Air date: January 6, 2026
Host: Ed Crooks (Wood Mackenzie)
Guests:
- Amy Myers Jaffe (NYU)
- Apoorv Bhargava (Co-founder and CEO, WeaveGrid)
Overview
This episode explores the challenges and opportunities presented by the growing adoption of electric vehicles (EVs) for electricity grids – particularly how EVs, often seen as a source of strain (“grid problems”), might be repurposed as an important asset to grid reliability and flexibility. The discussion dives into the specifics of distributed energy resource management, “virtual power plants,” the business model and technology of WeaveGrid, and the broader question of reshaping grid infrastructure and customer behavior in the accelerating energy transition.
Key Discussion Points and Insights
1. The Grid’s Infrastructural Strain and Resource Gaps
- Opening context: The grid faces “huge affordability challenges” as demand grows from sectors like EVs and data centers, and there simply isn’t enough capital/human resource to keep up with required build-out. (00:00)
- Quote: “Today we do not have the capital, we do not have the resources, we don't have the human capital, frankly to go build out the grid as much as all the load growth needs are pushing us to get to.” – Apoorv Bhargava [00:00]

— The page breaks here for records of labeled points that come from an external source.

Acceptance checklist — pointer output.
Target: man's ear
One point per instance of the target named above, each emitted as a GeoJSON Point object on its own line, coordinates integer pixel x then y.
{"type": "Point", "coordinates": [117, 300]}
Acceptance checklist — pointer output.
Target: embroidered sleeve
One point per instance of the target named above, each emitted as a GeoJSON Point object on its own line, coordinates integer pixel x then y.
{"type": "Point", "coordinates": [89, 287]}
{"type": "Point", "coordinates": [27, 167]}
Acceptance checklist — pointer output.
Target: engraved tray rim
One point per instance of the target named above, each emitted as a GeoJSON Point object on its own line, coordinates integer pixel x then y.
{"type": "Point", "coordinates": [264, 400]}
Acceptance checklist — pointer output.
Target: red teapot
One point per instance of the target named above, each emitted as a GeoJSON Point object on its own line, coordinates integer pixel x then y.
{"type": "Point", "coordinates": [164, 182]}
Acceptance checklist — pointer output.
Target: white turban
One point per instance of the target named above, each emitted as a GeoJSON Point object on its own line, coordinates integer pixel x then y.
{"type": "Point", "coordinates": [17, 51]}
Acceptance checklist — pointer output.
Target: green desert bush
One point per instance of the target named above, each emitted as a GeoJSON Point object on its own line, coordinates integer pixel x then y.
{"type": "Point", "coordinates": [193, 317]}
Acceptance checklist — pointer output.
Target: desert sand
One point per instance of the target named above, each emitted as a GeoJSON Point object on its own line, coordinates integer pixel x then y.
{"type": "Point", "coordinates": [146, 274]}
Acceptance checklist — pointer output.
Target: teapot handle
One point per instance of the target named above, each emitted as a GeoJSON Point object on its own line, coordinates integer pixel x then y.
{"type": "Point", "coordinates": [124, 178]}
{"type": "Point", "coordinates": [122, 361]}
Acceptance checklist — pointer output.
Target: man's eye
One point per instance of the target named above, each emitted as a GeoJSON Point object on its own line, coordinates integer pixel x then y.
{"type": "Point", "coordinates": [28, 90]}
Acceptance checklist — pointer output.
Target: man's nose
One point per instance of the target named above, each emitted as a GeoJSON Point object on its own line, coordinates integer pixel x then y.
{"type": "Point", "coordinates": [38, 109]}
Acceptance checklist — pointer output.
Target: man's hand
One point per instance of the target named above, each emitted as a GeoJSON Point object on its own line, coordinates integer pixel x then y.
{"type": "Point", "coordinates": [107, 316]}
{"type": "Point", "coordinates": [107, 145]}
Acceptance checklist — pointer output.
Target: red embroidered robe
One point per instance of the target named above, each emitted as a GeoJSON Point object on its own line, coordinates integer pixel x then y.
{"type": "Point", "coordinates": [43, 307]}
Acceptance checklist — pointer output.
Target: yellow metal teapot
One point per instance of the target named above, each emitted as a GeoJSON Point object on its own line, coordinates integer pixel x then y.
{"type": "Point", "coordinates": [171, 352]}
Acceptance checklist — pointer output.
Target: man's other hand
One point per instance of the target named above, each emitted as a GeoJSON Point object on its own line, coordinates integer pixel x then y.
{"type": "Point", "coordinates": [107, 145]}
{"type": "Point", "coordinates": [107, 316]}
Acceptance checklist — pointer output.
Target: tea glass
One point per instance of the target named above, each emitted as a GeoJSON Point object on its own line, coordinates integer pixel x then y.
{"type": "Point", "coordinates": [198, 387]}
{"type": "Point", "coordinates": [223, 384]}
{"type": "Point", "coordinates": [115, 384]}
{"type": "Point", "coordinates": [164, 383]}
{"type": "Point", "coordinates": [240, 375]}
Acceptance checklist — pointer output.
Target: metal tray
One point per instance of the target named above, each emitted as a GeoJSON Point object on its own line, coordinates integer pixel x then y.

2. Apoorv Bhargava’s Journey and Motivation
- Apoorv’s background as an “energy lifer,” shaped by global experiences, early exposure to energy geopolitics, and climate change concerns.
- Grew up on Cyprus, observing how “geopolitics meets security meets energy independence.”
- Influences: Studied under Amy Myers Jaffe at Rice University.
- EV and grid transformation emerged from a sense of opportunity and necessity. [03:12-04:45]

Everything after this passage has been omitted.